Ignorance is not bliss | Daily News


Ignorance is not bliss

A cartoon published in a Sinhalese daily yesterday captured the tragedy that was Horowpothana without saying a single word: Two buses come along, one has the destination board “Science” while the other has “Superstition”. The latter is jam-packed, while the former is empty, save for the driver. This is the stark reality in our country.

People will opt for superstition at any and every given opportunity, leaving behind any rational thoughts. What happened in Horowpothana was a microcosm of this tendency, where people flocked to see a so-called “spiritual healer” in action. It ended in tragedy, with the deaths of two people who attended and hospitalization of 16 others.

Quite apart from the fact that people should not expect miracles where medical science has failed, the convergence of more than 25,000 attendees in the hot sun sans shelter and other basic facilities for nearly two days was a disaster waiting to happen. The spiritual healer and his team must be held to account for organising such a massive event without essentially thinking about, and making arrangements for, crowd management and facilities for participants.

While we are certain that the organisers obtained Police approval for this event as per procedure, there is a failure on the part of the Police too, as they have seemingly not looked at how the organisers would handle such a large crowd. This is essential from a security point of view too, given the recent events in the country. Thus Police should have “checked in” at the venue much earlier which would have exposed the shortcomings and even prevented the two deaths.

Going forward, this is a lesson for the Police in terms of ensuring that organisers provide all necessary facilities for gatherings of this nature. This is a free country and it would be undemocratic to ban any kind of legal public gathering, but Police should hereafter closely scrutinize the credentials of those who organise such meetings and the facilities on offer.

But the crux of the matter is that people will continue to embrace superstition instead of facts and reality, making them easy targets for those who wish to exploit them through a raft of false promises. Here we miss the voice of the late Prof. Carlo Fonseka who was a realist and more importantly, a rationalist. He could outright reject many superstitions after practically proving their uselessness. The Buddha himself debunked many superstitions and myths that prevailed during his time and exhorted his followers to accept any statement only after ascertaining its veracity.

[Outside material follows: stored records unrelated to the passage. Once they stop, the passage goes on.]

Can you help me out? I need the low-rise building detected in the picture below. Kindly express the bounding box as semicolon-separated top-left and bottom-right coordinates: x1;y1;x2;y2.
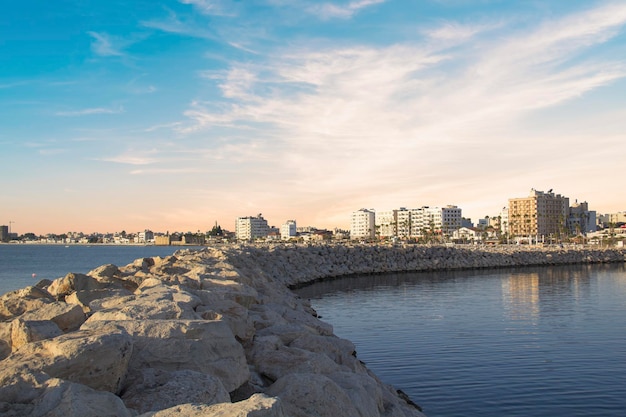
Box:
235;213;269;240
280;220;298;240
350;208;376;239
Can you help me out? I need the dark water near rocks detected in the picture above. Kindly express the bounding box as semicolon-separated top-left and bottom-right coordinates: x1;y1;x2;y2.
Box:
0;244;197;295
298;264;626;417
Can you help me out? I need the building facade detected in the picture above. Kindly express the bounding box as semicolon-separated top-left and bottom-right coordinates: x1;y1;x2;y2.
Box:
374;210;398;238
350;209;376;239
567;201;597;235
235;214;269;240
280;220;298;240
508;189;569;243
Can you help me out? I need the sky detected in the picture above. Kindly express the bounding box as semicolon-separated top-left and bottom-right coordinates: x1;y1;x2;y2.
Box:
0;0;626;234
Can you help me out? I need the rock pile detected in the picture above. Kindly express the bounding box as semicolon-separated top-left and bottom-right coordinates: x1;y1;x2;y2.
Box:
0;245;625;417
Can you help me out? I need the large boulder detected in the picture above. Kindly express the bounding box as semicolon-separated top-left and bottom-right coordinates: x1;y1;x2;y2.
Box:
0;287;55;321
30;379;132;417
81;319;250;392
20;301;86;332
266;373;362;417
11;318;63;351
1;328;133;394
139;394;284;417
122;368;230;413
48;272;104;299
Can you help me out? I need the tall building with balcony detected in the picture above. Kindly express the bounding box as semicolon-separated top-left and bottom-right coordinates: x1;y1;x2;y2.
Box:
567;201;597;235
350;209;376;239
280;220;298;240
235;214;269;240
509;189;569;242
374;210;398;237
410;206;462;237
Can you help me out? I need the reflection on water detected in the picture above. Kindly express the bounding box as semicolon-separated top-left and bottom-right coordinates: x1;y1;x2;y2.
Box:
297;264;626;417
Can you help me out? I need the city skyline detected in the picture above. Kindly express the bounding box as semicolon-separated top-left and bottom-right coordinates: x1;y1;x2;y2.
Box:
0;0;626;234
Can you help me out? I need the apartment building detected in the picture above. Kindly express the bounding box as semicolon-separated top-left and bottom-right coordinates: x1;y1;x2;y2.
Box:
598;211;626;227
280;220;298;240
350;209;376;239
509;189;569;242
235;214;269;240
567;201;597;235
410;205;462;237
374;210;398;237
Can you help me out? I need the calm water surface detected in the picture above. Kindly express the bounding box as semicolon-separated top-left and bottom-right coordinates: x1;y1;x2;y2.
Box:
298;264;626;417
0;244;197;295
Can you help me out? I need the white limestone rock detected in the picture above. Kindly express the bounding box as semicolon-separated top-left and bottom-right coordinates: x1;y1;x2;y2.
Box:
266;373;361;417
122;368;230;413
20;301;86;332
0;287;55;321
11;318;63;351
30;379;132;417
47;272;104;299
2;324;132;393
249;345;341;381
82;318;250;392
139;394;290;417
0;322;13;361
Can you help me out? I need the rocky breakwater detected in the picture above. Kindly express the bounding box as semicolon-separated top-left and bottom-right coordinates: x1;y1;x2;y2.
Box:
0;246;423;417
229;244;626;288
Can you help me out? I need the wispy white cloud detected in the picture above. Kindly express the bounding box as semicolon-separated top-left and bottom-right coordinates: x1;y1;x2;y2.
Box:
87;32;124;56
307;0;387;19
174;3;626;213
100;150;159;165
141;10;216;39
55;106;124;117
130;168;205;175
179;0;236;16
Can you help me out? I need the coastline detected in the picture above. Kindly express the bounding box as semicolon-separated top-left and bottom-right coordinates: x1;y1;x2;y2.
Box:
0;244;626;417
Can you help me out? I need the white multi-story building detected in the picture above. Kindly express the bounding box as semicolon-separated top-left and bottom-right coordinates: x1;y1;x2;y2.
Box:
374;210;398;237
135;230;154;243
396;207;413;239
280;220;297;240
350;209;376;239
410;206;462;237
567;201;597;235
500;207;509;235
235;214;269;240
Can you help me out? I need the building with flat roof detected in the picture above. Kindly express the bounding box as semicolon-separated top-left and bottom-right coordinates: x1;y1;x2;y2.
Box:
509;188;569;243
280;220;298;240
235;213;270;240
374;210;398;237
350;209;376;239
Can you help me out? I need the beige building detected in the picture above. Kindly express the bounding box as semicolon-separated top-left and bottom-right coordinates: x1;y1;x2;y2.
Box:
235;213;270;240
374;210;398;237
509;189;569;242
350;209;376;239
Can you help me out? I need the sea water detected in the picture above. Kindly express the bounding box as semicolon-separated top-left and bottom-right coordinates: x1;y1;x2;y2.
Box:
298;264;626;417
0;245;626;417
0;244;198;295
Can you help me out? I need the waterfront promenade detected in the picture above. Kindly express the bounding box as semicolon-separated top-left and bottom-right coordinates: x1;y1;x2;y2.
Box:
0;244;626;417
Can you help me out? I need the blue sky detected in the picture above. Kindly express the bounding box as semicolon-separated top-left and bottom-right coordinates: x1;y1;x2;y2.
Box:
0;0;626;233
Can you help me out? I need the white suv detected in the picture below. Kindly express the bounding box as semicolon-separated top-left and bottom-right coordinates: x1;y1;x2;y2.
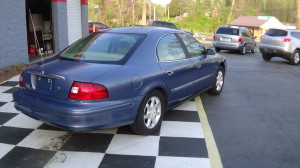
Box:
259;29;300;65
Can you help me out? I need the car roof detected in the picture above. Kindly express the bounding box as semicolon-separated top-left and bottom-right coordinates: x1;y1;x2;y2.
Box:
98;26;186;35
268;28;300;32
219;25;246;29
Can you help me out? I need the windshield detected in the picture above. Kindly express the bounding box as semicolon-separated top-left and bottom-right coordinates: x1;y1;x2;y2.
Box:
217;27;239;36
59;32;145;64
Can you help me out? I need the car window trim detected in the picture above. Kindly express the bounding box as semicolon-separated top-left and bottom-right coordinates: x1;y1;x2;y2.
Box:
155;32;190;62
176;32;207;58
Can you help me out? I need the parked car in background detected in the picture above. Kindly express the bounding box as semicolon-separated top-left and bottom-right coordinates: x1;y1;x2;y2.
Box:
89;22;109;34
259;29;300;65
148;20;195;37
213;26;256;55
13;26;226;135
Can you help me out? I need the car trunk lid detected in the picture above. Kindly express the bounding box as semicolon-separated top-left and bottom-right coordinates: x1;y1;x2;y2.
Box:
24;60;120;99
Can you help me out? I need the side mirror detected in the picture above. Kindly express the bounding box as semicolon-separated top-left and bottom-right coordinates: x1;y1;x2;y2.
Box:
206;48;216;55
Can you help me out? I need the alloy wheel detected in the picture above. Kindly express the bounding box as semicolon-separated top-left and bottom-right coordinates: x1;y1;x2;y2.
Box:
144;96;162;129
294;52;300;64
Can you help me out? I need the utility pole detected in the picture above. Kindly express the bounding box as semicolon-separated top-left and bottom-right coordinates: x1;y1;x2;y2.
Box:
131;0;135;24
168;5;170;20
295;0;300;30
142;0;147;25
153;3;156;20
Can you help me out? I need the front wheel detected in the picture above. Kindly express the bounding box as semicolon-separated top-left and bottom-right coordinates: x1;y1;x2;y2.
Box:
290;50;300;65
130;90;165;135
208;66;225;95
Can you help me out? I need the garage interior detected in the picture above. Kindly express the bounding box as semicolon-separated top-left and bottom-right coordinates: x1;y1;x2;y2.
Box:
26;0;54;62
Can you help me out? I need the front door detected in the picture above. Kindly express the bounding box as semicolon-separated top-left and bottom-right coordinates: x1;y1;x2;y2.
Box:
157;34;194;106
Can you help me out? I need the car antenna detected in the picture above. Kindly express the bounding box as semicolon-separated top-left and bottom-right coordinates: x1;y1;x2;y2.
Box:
29;9;44;73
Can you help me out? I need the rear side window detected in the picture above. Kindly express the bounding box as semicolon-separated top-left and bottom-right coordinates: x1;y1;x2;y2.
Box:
266;29;288;37
157;34;186;61
58;33;145;64
179;34;205;57
291;32;300;40
216;27;240;36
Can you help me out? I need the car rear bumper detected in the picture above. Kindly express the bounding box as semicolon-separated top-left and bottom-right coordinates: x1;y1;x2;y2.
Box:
259;45;293;60
13;89;142;131
213;42;243;50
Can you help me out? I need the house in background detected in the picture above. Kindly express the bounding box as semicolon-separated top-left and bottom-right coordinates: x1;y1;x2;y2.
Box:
228;16;295;38
0;0;88;68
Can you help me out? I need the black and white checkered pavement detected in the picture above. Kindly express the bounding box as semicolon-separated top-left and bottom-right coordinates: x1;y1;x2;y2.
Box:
0;76;211;168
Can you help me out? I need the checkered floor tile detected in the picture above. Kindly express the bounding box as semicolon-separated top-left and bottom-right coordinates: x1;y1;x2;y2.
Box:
0;77;210;168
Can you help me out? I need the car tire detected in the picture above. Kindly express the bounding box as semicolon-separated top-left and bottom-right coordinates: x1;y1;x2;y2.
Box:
208;66;225;95
130;90;165;135
262;54;272;61
290;50;300;65
240;45;246;55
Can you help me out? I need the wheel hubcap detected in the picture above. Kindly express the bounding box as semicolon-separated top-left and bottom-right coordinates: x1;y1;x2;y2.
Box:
216;71;224;91
294;53;300;64
144;96;161;129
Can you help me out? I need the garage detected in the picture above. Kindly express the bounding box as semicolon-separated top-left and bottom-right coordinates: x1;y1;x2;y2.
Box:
0;0;88;68
26;0;54;57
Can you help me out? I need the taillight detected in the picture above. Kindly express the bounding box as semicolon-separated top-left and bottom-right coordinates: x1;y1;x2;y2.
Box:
69;82;108;100
19;72;24;87
281;38;292;43
238;37;243;43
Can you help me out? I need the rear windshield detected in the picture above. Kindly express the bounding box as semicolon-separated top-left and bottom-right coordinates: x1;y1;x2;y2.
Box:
216;27;239;36
58;32;145;64
266;29;288;37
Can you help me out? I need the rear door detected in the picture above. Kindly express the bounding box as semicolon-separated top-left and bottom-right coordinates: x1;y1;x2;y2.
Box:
216;27;240;44
242;29;255;51
179;33;215;92
157;34;194;105
262;29;288;49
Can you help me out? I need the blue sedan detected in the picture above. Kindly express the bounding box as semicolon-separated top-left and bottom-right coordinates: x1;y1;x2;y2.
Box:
13;26;226;135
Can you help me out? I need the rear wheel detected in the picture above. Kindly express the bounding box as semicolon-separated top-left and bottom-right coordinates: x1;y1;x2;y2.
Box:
208;66;225;95
290;50;300;65
130;90;165;135
262;54;272;61
240;46;246;55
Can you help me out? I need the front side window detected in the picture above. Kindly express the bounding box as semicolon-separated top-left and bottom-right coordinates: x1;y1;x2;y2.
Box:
59;32;145;64
179;34;205;57
266;29;288;37
157;34;186;61
167;23;178;29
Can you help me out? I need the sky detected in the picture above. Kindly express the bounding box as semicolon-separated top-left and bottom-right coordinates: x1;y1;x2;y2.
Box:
151;0;171;5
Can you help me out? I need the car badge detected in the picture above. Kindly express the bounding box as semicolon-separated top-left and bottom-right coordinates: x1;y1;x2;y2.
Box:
25;83;30;89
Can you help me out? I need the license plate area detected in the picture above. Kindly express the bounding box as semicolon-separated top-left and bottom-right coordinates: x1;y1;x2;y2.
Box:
221;37;231;42
36;76;54;91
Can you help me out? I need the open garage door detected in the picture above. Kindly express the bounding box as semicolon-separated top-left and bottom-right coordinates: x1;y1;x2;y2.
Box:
67;0;82;45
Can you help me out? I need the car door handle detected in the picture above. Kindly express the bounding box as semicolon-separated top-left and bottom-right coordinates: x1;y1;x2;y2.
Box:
166;71;174;76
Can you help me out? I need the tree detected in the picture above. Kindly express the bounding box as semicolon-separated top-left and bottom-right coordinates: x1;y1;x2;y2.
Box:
295;0;300;30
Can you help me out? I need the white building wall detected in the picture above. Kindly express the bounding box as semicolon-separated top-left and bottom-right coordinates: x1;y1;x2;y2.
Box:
67;0;82;45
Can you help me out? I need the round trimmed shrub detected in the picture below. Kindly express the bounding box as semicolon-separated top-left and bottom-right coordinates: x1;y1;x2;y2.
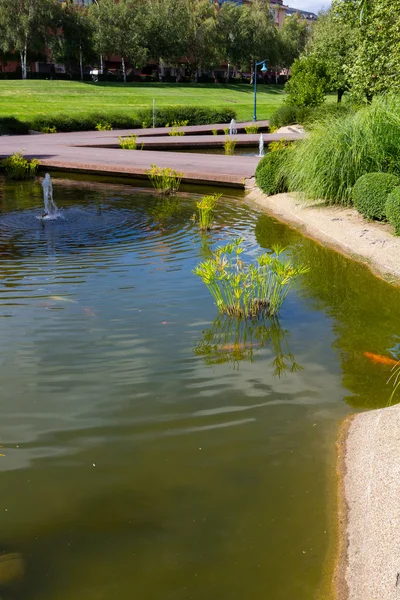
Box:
256;148;287;196
386;187;400;235
352;173;400;221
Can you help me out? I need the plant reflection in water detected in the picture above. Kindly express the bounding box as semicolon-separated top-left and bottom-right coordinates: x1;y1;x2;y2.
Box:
193;315;302;377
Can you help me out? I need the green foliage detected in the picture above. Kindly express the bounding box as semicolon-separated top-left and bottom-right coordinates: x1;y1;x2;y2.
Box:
166;121;189;136
352;173;400;221
196;194;222;231
1;152;39;181
279;13;309;68
385;187;400;235
224;137;236;155
308;2;357;97
40;126;57;133
146;164;183;195
287;97;400;205
256;148;291;196
137;105;236;127
244;125;260;134
193;238;308;318
118;133;139;150
285;56;327;107
95;121;112;131
269;104;313;129
0;117;29;135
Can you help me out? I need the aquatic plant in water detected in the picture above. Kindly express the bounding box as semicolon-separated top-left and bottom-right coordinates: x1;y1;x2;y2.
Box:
193;316;302;377
118;133;139;150
193;194;222;231
193;238;309;318
224;137;236;154
1;152;39;181
146;164;183;194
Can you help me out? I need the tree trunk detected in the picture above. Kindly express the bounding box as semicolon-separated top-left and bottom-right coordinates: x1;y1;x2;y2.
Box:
122;57;126;83
79;44;83;81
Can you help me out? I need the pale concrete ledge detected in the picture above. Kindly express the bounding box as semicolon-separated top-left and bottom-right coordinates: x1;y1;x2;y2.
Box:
247;187;400;282
336;406;400;600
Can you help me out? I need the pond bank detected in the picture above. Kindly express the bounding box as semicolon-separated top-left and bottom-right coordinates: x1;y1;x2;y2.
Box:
247;187;400;283
335;406;400;600
247;188;400;600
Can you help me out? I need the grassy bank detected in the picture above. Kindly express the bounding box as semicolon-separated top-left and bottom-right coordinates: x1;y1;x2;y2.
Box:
0;80;284;121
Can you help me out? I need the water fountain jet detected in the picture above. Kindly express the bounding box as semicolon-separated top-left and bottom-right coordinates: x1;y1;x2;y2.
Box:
41;173;60;219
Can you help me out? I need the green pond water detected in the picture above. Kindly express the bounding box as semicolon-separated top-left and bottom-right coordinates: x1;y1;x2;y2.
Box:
0;179;400;600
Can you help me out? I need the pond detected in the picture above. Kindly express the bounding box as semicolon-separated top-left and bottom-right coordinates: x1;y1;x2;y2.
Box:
0;179;400;600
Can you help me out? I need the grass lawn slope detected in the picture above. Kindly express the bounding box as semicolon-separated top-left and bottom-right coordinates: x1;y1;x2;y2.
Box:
0;80;284;121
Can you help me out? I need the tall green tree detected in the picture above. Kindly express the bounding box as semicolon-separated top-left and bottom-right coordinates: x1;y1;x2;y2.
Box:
145;0;191;79
92;0;147;82
186;0;219;80
0;0;60;79
279;13;310;68
53;0;95;80
240;0;279;79
309;4;358;102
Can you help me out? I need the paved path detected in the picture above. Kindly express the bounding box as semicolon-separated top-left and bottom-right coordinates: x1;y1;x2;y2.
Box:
0;121;299;187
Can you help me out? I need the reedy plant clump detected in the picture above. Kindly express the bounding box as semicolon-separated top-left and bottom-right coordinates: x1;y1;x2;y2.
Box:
194;194;222;231
1;152;39;181
224;137;236;155
146;164;183;194
284;96;400;205
193;238;308;318
118;133;139;150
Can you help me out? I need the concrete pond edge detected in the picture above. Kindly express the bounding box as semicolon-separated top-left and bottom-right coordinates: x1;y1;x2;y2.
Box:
246;180;400;600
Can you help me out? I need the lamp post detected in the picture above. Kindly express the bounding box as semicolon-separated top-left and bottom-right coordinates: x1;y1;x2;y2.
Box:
253;58;268;121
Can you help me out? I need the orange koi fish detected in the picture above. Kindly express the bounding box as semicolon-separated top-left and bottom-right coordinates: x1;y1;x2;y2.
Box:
364;352;400;367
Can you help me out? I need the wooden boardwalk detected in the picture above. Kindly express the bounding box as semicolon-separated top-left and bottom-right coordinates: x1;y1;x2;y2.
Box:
0;122;300;187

Unfortunately, people tend to follow what their politicians do. The politicians run behind astrologers, other spiritual advisers and engage in superstitious rituals at the slightest hint of an election. If astrology is so accurate, the question remains as to why former President Mahinda Rajapaksa lost in 2015 despite his personal astrologer predicting a victory. The only lone voice in politics against superstition so far has been the JVP’s Anura Kumara Dissanayake.

If you open any newspaper, there will be plenty of advertisements on various superstitions including Yanthra, Mantra, Thovil and Bali to name a few. A lot of people, especially the poor and the middle class, fall for these shenanigans, spending their hard-earned money on charlatans, exorcists, kapuwas and the like. It is time for the State to begin a campaign against superstition and ignorance. Stern action should be taken against anyone whose actions lead directly or indirectly to the deaths and injuries of innocent persons.

It is also time that people separated their religion and faith from superstition. There is no place in Buddhism (or for that matter, in any other religion) for the likes of Bali and Thovil. It is easy to find solace in one’s own faith, rather than going behind dubious individuals and organisations that make false promises.

These rituals have been invented to prop up feeble minds and give hope to people. In the meantime, the pockets of those who administer such rituals get fatter at the expense of their victims. Religious leaders must come forward to educate their followers on the futility of following such rituals. Schools islandwide must catch them young, with at least a few lessons tailored to debunk the many myths and superstitions in society. In fact, education is the key to ending our dependence on superstitious beliefs and practices. This is the 21st century, not the 18th, and any practices that take us back to that era must necessarily be left behind.